Outputs are illustrative and exclude model training, storage, and bandwidth expenses. Validate with your actual infrastructure telemetry before making capacity commitments.
Examples
- Tokens 120,000,000, GPU $2.40/hr, utilisation 55%, API $0.012 ⇒ GPUs run 1,200.00 hours monthly for $2,880.00 total ($0.02 per 1,000 tokens). The API at $0.012 per 1,000 tokens bills $1,440.00, so self-hosting costs $1,440.00 more each month unless API pricing drops to $0.02 per 1,000 tokens.
- Tokens 45,000,000, GPU $1.80/hr, utilisation 80%, API $0.018, 34.56 sec/1K ⇒ Higher latency drives 540.00 GPU hours for $972.00 total ($0.02 per 1,000 tokens). The API quote of $0.018 per 1,000 tokens totals $810.00, so GPUs cost $162.00 more per month unless API pricing rises to $0.02 per 1,000 tokens.
FAQ
Can I compare multiple GPU types?
Yes. Run the calculator with each GPU's hourly rate, utilisation, and throughput to compare per-token costs before provisioning hardware.
How should I account for spot pricing or reserved instances?
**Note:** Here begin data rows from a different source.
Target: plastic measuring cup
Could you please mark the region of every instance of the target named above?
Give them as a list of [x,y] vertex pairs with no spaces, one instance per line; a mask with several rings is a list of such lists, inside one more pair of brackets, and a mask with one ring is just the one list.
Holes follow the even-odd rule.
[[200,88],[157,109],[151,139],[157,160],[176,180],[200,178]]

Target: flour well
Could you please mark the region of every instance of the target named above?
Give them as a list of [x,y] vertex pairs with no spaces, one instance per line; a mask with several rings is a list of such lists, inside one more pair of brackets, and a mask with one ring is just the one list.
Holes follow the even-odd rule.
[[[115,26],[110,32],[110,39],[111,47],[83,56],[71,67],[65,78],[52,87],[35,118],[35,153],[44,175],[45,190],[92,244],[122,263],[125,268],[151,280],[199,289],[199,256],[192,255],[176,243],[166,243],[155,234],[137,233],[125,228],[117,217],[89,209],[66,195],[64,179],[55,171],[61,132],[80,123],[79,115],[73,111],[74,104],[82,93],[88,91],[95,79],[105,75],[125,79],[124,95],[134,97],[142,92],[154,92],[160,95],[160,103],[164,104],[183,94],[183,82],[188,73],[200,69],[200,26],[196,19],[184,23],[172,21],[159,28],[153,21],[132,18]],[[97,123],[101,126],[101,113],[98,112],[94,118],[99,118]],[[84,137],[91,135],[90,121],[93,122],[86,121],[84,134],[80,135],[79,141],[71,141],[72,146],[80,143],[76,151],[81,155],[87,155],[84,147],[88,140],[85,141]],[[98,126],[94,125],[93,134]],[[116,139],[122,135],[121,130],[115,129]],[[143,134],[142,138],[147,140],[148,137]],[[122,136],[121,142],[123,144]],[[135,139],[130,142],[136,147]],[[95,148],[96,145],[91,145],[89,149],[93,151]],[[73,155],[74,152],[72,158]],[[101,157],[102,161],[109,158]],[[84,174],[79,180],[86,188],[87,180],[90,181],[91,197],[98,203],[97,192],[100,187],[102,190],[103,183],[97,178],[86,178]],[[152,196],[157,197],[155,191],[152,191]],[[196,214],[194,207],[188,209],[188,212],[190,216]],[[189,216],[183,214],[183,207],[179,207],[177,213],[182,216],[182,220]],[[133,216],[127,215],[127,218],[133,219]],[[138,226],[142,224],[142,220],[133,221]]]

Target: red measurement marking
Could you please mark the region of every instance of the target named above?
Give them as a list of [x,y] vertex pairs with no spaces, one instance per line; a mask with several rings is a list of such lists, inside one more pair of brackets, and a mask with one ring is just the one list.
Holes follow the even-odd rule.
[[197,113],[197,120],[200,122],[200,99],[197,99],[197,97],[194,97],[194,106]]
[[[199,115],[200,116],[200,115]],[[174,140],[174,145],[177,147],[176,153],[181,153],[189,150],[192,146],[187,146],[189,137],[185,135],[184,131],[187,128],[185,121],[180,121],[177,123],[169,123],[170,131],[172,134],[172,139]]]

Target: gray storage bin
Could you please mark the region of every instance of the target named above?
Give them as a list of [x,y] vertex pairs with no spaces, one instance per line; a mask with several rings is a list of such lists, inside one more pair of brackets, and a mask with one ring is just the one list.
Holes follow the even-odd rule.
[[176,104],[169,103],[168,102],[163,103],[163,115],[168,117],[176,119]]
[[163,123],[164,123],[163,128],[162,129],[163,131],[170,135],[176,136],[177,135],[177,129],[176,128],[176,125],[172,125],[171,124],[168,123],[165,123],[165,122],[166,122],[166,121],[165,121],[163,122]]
Adjust the GPU hourly rate to the blended price you expect to pay after factoring in spot interruptions, reservation discounts, or committed use contracts.
Does this include networking or engineering costs?
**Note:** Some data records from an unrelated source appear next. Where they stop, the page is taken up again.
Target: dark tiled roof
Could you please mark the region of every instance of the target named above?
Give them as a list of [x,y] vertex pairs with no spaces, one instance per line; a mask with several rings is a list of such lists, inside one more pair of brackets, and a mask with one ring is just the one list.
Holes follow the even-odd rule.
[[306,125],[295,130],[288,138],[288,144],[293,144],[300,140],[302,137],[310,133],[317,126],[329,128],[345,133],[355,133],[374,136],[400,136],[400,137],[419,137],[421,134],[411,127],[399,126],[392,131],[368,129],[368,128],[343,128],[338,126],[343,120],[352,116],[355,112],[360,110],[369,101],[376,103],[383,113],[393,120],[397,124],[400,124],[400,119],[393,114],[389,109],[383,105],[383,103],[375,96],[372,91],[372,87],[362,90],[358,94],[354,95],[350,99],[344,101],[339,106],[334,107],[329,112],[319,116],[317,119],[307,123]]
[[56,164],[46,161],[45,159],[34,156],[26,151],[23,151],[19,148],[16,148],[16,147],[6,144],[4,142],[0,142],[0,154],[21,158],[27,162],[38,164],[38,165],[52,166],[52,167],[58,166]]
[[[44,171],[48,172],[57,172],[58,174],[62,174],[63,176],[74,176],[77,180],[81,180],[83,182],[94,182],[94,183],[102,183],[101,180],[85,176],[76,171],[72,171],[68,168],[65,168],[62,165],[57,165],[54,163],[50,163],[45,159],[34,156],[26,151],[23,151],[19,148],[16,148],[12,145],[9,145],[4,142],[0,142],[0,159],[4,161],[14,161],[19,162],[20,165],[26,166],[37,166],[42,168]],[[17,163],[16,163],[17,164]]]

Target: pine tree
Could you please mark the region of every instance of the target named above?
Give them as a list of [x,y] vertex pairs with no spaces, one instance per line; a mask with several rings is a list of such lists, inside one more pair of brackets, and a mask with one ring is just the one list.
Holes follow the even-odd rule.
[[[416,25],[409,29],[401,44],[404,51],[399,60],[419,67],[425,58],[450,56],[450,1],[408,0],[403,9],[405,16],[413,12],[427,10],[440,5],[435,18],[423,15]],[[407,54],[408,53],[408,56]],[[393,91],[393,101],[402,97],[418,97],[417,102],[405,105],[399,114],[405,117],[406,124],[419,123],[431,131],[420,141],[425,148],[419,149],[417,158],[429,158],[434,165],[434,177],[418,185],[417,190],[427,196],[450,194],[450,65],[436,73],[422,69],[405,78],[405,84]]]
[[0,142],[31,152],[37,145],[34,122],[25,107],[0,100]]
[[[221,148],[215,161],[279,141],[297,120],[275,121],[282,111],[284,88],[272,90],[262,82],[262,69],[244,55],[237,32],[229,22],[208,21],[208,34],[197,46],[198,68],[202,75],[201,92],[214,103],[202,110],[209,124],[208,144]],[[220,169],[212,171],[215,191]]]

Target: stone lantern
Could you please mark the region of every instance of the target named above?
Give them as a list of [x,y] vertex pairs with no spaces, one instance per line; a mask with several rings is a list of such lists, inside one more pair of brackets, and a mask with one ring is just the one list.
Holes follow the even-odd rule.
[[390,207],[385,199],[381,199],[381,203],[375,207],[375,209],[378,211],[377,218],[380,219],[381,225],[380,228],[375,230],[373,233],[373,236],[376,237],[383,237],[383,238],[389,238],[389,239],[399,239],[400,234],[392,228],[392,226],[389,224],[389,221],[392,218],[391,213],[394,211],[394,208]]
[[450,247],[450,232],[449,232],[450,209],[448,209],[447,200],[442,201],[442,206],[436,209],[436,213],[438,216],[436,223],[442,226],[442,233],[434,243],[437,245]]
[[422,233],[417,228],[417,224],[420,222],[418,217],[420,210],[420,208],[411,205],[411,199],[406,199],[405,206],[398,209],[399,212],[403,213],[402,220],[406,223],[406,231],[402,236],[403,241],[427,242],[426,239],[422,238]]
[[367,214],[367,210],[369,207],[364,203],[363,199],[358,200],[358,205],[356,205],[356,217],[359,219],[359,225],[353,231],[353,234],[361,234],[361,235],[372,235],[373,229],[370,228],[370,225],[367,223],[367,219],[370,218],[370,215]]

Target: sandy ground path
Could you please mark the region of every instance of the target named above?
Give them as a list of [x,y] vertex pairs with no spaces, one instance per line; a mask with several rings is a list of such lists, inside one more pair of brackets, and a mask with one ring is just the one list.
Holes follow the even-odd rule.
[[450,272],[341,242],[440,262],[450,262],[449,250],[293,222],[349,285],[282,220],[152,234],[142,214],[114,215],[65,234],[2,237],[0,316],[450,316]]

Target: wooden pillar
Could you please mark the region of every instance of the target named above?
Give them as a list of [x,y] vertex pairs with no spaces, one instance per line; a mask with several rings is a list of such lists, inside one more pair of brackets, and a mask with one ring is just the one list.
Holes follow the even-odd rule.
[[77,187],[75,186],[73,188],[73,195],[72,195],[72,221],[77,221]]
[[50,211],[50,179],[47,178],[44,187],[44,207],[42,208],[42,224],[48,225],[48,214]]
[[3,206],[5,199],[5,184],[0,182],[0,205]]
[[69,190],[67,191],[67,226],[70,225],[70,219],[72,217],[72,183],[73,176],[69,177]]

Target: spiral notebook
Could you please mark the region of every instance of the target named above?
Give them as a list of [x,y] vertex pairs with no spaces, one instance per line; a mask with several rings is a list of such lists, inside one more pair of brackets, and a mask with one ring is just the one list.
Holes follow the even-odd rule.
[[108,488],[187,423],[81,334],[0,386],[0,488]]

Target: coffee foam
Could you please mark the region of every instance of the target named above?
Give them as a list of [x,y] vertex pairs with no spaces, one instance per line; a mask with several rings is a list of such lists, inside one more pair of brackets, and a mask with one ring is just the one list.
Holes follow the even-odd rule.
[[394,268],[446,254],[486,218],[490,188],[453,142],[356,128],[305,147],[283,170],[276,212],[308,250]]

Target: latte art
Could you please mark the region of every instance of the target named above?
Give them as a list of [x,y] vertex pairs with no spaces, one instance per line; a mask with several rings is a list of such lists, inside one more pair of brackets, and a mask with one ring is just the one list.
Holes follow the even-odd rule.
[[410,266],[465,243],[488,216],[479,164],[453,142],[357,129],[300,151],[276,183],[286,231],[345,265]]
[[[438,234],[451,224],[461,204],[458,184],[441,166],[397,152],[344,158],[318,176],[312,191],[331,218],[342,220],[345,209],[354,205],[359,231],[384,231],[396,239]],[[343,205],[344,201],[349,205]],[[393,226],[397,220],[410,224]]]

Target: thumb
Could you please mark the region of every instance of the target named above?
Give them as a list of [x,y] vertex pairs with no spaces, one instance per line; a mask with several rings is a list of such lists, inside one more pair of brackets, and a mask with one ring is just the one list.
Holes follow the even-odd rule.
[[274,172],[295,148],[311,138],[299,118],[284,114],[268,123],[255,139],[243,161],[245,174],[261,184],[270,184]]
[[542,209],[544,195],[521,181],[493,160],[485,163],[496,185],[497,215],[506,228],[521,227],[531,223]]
No. Add those costs to the GPU hourly rate or as a separate per-token surcharge when evaluating build-versus-buy decisions.
Additional Information
- Seconds per 1,000 tokens captures decode latency and batching efficiency—larger or unbatched models require higher values.
- Utilisation reflects real duty cycle including idle and warmup time—pushing it higher spreads the same GPU spend across more tokens.
- Breakeven pricing is expressed in USD per 1,000 tokens so you can line it up with API quotes or use it in enterprise negotiations.